December sauntered onto the Cape beguiling us with unusually mild weather and smiling down on the Christmas Stroll festivities in Harwich (Dec 3rd – Dec 5th). How easy to be tricked into thinking that maybe this winter could pass with an endless procession of similarly sun-filled days. I don’t think so. December’s true face will soon show and we’ll be pulling up the collars on our thick coats and pulling down our hats as far as we can and keeping out the cold.

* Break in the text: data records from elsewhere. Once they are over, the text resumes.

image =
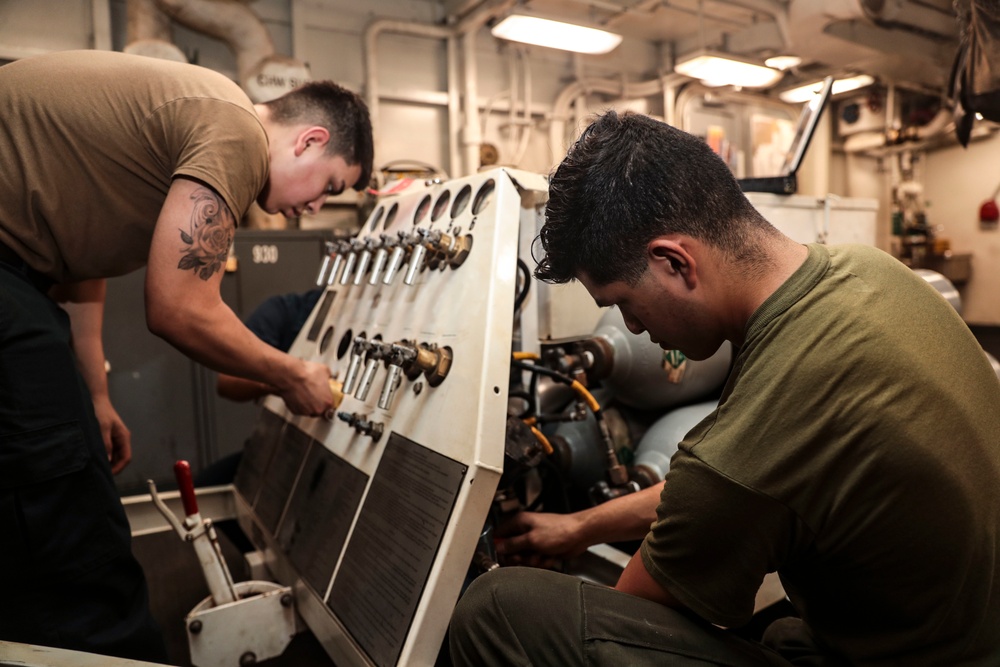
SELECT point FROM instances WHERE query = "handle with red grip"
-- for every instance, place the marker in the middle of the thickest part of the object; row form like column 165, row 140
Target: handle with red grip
column 182, row 471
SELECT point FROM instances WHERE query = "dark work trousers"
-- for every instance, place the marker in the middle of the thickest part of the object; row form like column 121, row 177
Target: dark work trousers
column 67, row 575
column 525, row 616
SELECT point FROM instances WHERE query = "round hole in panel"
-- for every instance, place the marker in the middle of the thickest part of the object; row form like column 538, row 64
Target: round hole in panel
column 391, row 215
column 422, row 208
column 376, row 218
column 441, row 205
column 461, row 201
column 345, row 343
column 484, row 196
column 324, row 342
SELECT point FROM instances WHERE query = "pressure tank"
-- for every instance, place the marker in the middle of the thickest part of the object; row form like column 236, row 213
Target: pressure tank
column 640, row 376
column 660, row 442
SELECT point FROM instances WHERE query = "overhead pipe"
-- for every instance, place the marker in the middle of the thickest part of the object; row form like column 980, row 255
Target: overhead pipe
column 260, row 71
column 468, row 29
column 457, row 101
column 148, row 32
column 565, row 98
column 370, row 40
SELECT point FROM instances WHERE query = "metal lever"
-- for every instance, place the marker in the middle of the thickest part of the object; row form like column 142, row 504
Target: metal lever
column 362, row 425
column 200, row 533
column 338, row 259
column 326, row 264
column 380, row 256
column 396, row 260
column 352, row 257
column 371, row 366
column 357, row 358
column 391, row 385
column 363, row 260
column 417, row 256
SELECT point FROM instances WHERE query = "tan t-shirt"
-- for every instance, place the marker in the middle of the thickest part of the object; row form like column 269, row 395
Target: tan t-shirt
column 90, row 142
column 855, row 451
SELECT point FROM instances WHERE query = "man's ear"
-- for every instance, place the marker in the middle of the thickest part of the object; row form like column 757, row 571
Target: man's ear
column 671, row 256
column 317, row 136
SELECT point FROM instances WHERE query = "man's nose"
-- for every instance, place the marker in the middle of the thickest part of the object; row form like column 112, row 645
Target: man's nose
column 315, row 205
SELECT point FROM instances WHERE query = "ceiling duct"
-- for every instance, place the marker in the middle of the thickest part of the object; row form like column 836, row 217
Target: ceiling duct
column 147, row 32
column 260, row 71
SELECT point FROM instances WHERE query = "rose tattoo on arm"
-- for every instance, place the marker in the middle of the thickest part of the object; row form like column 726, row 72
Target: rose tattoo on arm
column 210, row 235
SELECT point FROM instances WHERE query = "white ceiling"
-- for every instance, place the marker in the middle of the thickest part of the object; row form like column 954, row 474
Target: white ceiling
column 899, row 41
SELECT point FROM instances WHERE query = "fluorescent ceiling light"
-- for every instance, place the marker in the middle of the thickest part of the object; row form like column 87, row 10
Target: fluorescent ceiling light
column 783, row 62
column 555, row 34
column 716, row 69
column 805, row 93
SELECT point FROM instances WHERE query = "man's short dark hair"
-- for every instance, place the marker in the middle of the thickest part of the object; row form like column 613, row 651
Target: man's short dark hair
column 628, row 179
column 340, row 111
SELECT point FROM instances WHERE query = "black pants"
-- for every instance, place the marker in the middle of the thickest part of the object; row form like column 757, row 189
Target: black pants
column 67, row 574
column 524, row 616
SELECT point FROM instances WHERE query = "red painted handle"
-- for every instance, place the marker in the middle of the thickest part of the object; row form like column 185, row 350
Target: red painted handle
column 182, row 470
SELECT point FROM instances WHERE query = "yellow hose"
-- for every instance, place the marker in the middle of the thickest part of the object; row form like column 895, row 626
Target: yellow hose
column 546, row 445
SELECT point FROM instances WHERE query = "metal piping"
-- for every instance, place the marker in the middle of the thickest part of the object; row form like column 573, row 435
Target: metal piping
column 233, row 23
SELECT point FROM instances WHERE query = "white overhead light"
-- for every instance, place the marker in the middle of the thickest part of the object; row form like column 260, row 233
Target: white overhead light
column 783, row 62
column 555, row 34
column 716, row 69
column 805, row 93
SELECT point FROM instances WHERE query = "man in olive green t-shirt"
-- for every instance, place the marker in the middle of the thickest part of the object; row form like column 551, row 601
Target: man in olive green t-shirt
column 110, row 162
column 855, row 450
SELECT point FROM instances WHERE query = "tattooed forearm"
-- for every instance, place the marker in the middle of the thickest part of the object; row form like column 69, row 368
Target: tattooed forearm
column 206, row 243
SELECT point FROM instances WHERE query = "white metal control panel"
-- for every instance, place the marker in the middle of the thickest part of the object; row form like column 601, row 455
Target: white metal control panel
column 373, row 514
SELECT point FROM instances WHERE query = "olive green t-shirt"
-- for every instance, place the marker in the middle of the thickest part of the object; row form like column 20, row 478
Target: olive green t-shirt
column 855, row 451
column 90, row 142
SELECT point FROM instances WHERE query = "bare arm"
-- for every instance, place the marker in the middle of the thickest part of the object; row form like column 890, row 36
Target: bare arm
column 184, row 306
column 84, row 302
column 636, row 580
column 562, row 536
column 241, row 390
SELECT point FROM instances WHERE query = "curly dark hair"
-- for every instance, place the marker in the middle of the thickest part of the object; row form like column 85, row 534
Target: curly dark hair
column 340, row 111
column 628, row 179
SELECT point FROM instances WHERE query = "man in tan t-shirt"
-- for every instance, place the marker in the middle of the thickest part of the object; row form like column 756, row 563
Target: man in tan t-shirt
column 854, row 450
column 110, row 162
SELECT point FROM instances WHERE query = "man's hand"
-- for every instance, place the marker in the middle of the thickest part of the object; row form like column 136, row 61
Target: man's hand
column 309, row 393
column 117, row 437
column 540, row 539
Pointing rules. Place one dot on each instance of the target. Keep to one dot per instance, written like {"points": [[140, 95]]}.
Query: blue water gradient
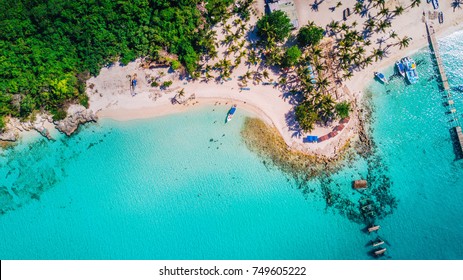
{"points": [[186, 187]]}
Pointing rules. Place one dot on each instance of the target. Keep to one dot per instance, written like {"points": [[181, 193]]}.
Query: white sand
{"points": [[110, 91]]}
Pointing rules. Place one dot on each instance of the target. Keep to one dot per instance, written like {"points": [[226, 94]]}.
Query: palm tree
{"points": [[393, 34], [382, 25], [348, 75], [181, 93], [415, 3], [358, 7], [378, 54], [384, 12], [404, 42], [370, 24], [226, 29], [456, 4], [265, 74]]}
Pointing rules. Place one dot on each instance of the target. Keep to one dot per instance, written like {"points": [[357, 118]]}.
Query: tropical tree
{"points": [[310, 35], [306, 116], [404, 42], [291, 56], [275, 25], [415, 3], [378, 54], [398, 10], [358, 7], [342, 109]]}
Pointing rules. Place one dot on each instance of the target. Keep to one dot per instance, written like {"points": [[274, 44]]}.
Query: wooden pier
{"points": [[435, 48], [450, 103], [459, 137]]}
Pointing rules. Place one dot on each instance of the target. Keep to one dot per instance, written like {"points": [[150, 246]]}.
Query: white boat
{"points": [[400, 68], [231, 112], [381, 77]]}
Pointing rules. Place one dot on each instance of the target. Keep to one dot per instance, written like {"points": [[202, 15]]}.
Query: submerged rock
{"points": [[77, 115]]}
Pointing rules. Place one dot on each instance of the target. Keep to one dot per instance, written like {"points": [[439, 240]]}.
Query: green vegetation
{"points": [[291, 57], [343, 109], [274, 26], [49, 48], [310, 35], [306, 116]]}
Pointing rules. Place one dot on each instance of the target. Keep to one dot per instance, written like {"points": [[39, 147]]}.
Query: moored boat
{"points": [[410, 70], [381, 77], [373, 228], [231, 113], [400, 68]]}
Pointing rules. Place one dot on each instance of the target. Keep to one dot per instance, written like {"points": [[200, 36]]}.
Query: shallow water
{"points": [[186, 187]]}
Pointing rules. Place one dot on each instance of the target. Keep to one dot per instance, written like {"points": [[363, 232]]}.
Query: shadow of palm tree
{"points": [[293, 125]]}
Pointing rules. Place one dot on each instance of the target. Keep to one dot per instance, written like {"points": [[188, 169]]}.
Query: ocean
{"points": [[185, 186]]}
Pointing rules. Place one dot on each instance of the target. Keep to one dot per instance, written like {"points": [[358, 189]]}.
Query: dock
{"points": [[435, 48], [459, 137], [450, 103]]}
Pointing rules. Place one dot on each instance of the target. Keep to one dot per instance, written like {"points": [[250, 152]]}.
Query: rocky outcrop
{"points": [[77, 115]]}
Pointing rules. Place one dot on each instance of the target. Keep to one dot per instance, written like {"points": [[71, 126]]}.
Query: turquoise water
{"points": [[186, 187]]}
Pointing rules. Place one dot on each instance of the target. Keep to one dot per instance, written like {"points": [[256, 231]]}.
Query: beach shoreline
{"points": [[111, 96], [266, 101]]}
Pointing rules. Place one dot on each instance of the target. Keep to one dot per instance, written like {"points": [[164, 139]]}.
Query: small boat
{"points": [[373, 228], [400, 68], [381, 77], [377, 242], [231, 112], [410, 69], [380, 251]]}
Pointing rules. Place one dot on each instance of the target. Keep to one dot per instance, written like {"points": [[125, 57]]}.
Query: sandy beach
{"points": [[110, 92]]}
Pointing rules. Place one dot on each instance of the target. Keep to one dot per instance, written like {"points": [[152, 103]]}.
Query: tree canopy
{"points": [[291, 56], [275, 25], [306, 116], [310, 35]]}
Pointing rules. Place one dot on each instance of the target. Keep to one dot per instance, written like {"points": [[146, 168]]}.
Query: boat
{"points": [[400, 68], [410, 69], [380, 251], [231, 112], [373, 228], [377, 242], [381, 77]]}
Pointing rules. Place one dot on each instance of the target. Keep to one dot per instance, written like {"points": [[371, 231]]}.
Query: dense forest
{"points": [[48, 48]]}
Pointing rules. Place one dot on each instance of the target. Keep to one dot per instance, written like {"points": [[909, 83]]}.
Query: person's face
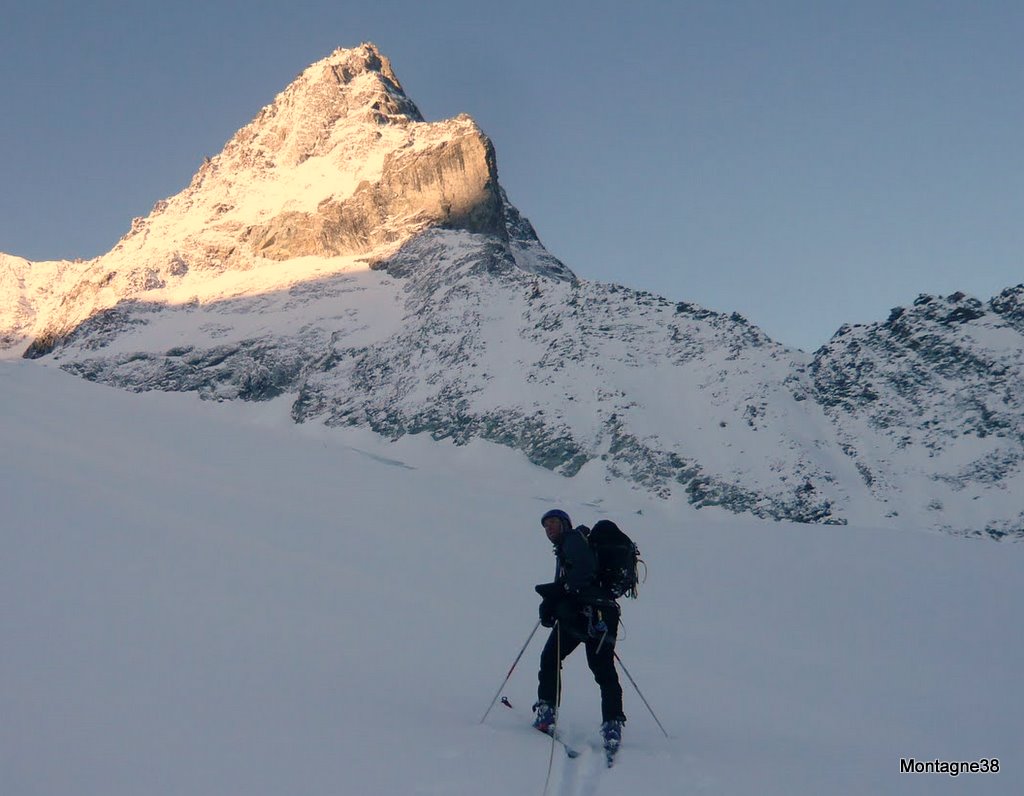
{"points": [[553, 528]]}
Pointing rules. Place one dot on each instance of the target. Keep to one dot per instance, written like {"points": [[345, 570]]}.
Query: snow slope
{"points": [[204, 598]]}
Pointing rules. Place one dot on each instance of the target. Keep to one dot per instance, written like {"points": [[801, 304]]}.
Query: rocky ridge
{"points": [[367, 264]]}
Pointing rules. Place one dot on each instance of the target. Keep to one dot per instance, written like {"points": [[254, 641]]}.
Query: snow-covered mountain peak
{"points": [[367, 264], [339, 172]]}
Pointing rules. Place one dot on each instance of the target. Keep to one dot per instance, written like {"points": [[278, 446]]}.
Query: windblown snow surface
{"points": [[206, 599]]}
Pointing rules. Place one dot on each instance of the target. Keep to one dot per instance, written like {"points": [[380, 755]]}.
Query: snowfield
{"points": [[204, 598]]}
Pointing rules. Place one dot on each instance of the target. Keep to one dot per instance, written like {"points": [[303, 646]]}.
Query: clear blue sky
{"points": [[806, 164]]}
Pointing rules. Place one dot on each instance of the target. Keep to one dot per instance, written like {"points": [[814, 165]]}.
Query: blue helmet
{"points": [[557, 512]]}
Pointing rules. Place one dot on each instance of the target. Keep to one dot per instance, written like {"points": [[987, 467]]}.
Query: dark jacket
{"points": [[577, 564], [574, 584]]}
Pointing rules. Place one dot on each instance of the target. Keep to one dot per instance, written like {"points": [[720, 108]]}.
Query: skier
{"points": [[579, 612]]}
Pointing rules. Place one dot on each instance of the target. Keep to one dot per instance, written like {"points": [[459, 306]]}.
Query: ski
{"points": [[570, 751]]}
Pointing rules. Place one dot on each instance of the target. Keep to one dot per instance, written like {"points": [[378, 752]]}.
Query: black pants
{"points": [[602, 664]]}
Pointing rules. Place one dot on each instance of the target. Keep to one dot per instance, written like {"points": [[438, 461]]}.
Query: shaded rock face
{"points": [[453, 184], [937, 390], [367, 265]]}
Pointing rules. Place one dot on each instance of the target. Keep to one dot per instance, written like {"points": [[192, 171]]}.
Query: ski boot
{"points": [[611, 734], [545, 720]]}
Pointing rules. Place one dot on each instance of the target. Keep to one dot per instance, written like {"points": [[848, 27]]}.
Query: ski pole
{"points": [[514, 663], [627, 672]]}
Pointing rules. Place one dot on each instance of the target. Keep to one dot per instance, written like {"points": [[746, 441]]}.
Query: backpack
{"points": [[617, 559]]}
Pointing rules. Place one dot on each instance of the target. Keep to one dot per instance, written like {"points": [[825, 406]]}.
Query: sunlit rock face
{"points": [[366, 266]]}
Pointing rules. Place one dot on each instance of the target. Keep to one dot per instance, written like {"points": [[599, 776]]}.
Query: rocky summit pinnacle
{"points": [[366, 266], [341, 164]]}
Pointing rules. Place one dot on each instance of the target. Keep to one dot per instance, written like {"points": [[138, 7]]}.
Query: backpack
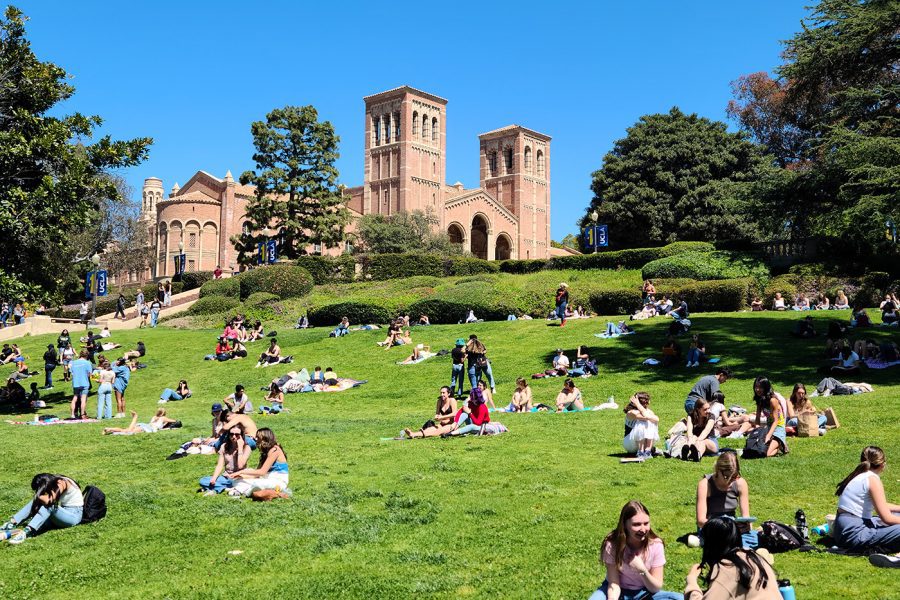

But the inevitable arrival of chilly weather is always accompanied by a quite extraordinary gift to those who live or visit the Cape at this time of year – empty beaches! The pristine beaches of Cape Cod are some of the best in the USA and to be here in winter is to experience these sandy riches as if they are your own. It’s fair to say that summer has the advantage that you can plunge into Nantucket Sound without the need for an inch of lard encasing your body but in winter the throngs (and thongs) are gone and you can walk, run, skip or hop (whatever your pleasure) along the beach in blissful solitude.
I’ve always had a love for the sea and there is nothing more exhilarating for the soul than watching the unending march of waves to the shore and listening to the pounding percussion as the wave ends its long journey by crashing triumphantly onto the beach. It’s a quite elemental emotion that stirs the blood (well mine anyway) and many people have put it more eloquently than I including JFK “ …And when we go back to the sea – whether it is to sail or to watch it – we are going back from whence we came.”
So I try to make the most of my luck and every day take the short stroll from our Cape Cod Bed and Breakfast down to Belmont Beach at the end of our road so that I can say hello to the sea, wave out to distant Nantucket and walk or run along the beach. I could say with the wind blowing through my hair but as I make Patrick Stewart (Captain Picard) look positively hirsute, that would be stretching my poetic license.